Prospective One Nation MP Asks Current MPs Not To Use Up All The Crazy


The One Nation Party candidate hoping to fill Rod Culleton’s senate position should his election be found invalid has put out a desperate plea to the remaining members of the party not to hog all the looniness before he has a chance to get up and start mouthing off in parliament.

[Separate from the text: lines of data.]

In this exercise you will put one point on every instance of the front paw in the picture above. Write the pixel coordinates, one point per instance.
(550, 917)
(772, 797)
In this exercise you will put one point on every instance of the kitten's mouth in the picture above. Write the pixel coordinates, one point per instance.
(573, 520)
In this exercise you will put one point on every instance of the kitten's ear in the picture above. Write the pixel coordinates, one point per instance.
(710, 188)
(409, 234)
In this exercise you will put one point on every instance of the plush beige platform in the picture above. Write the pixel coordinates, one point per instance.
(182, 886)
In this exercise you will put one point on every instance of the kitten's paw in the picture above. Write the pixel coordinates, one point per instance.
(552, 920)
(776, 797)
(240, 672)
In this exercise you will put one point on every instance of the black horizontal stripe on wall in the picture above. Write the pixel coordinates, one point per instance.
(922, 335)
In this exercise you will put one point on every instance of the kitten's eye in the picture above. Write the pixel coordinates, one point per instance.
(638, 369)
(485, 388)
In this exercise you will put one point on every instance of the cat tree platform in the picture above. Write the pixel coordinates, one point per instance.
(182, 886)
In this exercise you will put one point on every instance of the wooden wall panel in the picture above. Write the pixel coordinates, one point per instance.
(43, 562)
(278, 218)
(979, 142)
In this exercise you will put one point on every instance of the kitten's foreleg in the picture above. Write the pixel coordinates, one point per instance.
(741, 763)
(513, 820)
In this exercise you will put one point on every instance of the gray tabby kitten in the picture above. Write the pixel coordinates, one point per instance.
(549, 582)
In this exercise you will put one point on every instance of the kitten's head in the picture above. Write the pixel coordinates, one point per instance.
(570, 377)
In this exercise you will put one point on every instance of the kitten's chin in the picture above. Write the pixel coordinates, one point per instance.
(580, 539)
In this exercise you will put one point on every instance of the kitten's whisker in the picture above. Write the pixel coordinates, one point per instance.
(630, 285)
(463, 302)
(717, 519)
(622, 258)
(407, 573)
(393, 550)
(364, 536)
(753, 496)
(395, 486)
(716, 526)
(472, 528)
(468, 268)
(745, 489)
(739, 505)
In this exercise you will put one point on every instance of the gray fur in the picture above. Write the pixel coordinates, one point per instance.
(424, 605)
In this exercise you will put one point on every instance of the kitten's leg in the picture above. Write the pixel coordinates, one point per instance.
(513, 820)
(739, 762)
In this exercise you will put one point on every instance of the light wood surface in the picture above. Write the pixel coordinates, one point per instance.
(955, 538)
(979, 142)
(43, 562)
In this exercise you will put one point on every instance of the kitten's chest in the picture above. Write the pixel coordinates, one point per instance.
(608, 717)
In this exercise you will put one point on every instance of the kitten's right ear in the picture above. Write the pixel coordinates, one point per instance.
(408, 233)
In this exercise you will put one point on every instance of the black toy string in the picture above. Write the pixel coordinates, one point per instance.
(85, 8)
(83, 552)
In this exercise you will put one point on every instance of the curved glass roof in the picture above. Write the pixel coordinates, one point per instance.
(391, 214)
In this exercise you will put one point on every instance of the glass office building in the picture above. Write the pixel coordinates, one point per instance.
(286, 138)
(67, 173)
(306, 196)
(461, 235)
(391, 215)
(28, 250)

“Between Pauline and her halal gear, Rod Cullerton hiding cars in haystacks, Malcolm Roberts and his whole Nazis living inside a hollow earth theory and whatever the heck the fourth guy is up to, I’m going to be left with nothing loopy to say at all,” complained Peter Georgiou. “I’m going to have to propose bringing back witch hunting or putting clothes on farm animals to protect their modesty if I’m going to generate any kind of excitement when I make my maiden speech.”

“I’m sure we’ve only scratched the surface of the iceberg in terms of nutbaggery,” said party leader Pauline Hanson. “If Peter puts his mind to it I’m confident he’ll find plenty of whacked out ideas to insert into the national conversation. I’m thinking a Royal Commission into the Reptillians? Anyone?”

Questions have been raised into Hanson’s ability to screen the credentials of people applying to become One Nation representatives, with rank-and-file voters concerned that she may be letting a few sane people slip through the net and into positions of authority.

“Peter has to think outside the square like I did when I floated my Patriotic Broadcasting Service proposal,” said NSW senator Brian Burston. “A good way to do this is to think of it as a rhombus rather than a square. I’m only considered the fourth screwiest guy in the party and even getting to that position was hard work.”